In the west midlands, as elsewhere, the number of those whose destination is unknown having benefited from the new deal is significantly lower than it was under the jobseeker's allowance regime introduced by the Conservative party. When we look at the cohorts of young people passing through the new deal, the number whose destination is unknown is as low as 12 per cent.

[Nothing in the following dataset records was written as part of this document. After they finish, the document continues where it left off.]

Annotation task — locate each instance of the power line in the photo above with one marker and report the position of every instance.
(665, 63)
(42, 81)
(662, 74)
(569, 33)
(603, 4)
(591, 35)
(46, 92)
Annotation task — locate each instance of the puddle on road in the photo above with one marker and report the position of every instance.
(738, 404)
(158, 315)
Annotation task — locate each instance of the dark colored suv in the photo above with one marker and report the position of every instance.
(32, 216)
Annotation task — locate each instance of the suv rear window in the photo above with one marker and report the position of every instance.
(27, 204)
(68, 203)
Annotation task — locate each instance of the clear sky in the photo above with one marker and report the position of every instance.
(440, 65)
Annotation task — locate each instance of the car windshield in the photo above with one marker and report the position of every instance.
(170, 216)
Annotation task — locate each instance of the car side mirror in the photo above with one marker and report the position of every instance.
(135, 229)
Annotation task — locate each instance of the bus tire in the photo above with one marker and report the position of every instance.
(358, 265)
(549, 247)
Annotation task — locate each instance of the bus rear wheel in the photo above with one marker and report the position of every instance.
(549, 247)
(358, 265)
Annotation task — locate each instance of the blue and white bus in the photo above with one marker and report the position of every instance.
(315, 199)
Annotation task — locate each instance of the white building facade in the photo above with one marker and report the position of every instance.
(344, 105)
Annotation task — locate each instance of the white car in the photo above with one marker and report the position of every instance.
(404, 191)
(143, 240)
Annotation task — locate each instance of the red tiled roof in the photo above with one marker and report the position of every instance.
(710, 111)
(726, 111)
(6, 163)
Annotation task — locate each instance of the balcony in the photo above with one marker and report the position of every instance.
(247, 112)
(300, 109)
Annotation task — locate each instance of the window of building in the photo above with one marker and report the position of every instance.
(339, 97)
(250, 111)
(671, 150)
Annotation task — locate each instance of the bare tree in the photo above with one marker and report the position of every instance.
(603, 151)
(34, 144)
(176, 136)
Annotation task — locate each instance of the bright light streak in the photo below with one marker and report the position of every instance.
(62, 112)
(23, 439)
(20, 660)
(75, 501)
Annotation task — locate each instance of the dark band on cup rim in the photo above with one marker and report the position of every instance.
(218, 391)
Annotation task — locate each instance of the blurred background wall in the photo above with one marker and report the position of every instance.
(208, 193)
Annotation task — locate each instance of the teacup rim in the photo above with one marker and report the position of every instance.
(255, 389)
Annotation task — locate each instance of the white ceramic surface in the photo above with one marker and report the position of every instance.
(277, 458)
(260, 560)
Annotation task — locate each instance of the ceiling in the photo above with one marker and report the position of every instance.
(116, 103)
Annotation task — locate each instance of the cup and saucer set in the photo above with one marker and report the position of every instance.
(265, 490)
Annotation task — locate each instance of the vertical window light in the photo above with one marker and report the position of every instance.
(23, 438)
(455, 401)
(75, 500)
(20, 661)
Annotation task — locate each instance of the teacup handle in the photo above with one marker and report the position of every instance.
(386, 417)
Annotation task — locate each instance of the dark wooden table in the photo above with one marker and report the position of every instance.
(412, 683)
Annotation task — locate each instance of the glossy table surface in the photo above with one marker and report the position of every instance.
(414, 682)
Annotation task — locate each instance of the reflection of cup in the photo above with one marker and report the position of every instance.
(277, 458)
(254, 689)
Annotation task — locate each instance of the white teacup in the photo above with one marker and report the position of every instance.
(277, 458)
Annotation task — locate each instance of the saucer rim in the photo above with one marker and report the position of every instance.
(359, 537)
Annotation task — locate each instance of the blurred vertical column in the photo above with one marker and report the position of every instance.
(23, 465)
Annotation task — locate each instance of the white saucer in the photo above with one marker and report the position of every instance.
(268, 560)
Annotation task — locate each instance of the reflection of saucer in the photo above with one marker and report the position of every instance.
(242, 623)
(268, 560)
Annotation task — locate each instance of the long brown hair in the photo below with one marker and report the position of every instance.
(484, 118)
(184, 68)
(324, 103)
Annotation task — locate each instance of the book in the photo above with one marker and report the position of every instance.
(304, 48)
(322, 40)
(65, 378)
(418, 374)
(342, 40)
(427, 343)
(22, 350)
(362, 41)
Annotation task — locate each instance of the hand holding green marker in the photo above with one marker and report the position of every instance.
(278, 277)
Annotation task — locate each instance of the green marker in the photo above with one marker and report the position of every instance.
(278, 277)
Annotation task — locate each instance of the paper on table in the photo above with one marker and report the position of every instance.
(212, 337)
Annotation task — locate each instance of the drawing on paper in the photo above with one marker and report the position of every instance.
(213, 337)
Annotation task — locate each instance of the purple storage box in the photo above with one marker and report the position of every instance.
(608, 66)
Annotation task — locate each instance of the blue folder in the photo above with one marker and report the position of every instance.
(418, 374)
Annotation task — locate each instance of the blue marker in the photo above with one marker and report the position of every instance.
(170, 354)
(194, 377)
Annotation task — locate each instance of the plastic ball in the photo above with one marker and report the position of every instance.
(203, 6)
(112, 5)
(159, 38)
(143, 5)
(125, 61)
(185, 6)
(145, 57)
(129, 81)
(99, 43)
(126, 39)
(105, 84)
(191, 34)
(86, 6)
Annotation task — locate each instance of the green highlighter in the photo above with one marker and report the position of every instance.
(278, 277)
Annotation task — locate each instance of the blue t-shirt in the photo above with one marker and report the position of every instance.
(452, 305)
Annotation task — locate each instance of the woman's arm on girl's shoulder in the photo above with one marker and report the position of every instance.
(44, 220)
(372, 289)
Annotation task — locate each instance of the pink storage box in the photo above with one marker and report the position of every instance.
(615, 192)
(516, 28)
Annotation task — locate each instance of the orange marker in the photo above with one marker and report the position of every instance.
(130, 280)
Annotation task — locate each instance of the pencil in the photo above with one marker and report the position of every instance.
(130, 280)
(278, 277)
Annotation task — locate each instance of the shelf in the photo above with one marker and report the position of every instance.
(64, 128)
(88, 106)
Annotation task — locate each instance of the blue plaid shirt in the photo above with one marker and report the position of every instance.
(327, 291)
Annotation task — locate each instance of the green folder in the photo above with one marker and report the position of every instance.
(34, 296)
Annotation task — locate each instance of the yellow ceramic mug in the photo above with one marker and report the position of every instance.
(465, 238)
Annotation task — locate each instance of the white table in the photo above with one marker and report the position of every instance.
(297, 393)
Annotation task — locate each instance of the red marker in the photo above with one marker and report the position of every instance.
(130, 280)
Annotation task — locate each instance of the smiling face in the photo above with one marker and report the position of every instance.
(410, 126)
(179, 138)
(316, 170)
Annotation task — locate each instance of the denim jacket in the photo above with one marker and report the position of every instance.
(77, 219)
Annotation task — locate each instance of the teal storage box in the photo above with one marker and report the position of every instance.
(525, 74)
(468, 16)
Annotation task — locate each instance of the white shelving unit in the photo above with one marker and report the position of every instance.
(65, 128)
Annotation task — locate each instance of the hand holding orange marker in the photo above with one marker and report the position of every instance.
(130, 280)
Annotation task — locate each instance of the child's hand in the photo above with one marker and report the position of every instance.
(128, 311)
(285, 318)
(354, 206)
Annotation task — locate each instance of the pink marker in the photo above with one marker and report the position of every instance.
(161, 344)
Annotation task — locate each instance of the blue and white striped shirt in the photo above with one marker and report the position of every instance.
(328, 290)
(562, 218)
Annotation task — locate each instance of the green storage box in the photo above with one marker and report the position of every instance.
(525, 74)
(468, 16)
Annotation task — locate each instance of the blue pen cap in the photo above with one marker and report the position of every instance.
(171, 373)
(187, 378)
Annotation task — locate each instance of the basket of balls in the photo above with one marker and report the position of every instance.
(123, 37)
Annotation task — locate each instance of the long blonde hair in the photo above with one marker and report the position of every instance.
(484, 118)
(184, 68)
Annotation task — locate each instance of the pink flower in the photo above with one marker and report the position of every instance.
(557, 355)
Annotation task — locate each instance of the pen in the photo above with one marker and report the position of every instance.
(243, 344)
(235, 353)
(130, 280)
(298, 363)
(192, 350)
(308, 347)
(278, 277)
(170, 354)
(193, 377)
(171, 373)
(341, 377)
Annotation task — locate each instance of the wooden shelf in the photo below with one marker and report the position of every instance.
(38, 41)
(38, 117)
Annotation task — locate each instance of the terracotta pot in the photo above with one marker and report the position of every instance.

Mr. Bob Blizzard (Waveney)

I wonder whether Birmingham and the west midlands are experiencing the problem that exists in my constituency, which is that, although the new deal is working successfully, some young people face multiple obstacles to employment. They are people who were previously referred to as being unemployable. They may have had drugs problems, they may be alienated or have been involved in petty crime. We are finding that, for such people, the gateway period is not long enough to prepare them for work. Even if they take up an option—

Madam Speaker

Order. I must be firm about questions. This is Question Time and the hon. Gentleman must not set the scene in his own constituency. If he wants to do that, he can put a question on the Order Paper. Will he come to his question for the Minister in relation to the west midlands?

Mr. Blizzard

Thank you, Madam Speaker. Will the Minister consider extending the gateway period or offering more support for young people in Birmingham and the west midlands who are finding it difficult to succeed properly in the new deal?

Mr. Smith

It is important to stress that the most disadvantaged young people, including those who have had drug problems, ex-offenders and those with severe literacy and numeracy difficulties, are getting jobs through the new deal. They are being given the help that they need in the gateway period. Of course, although the new deal is working well, it can always be improved. We have a continuous improvement strategy under way and that includes a more intensive use of the gateway services such as that urged by my hon. Friend.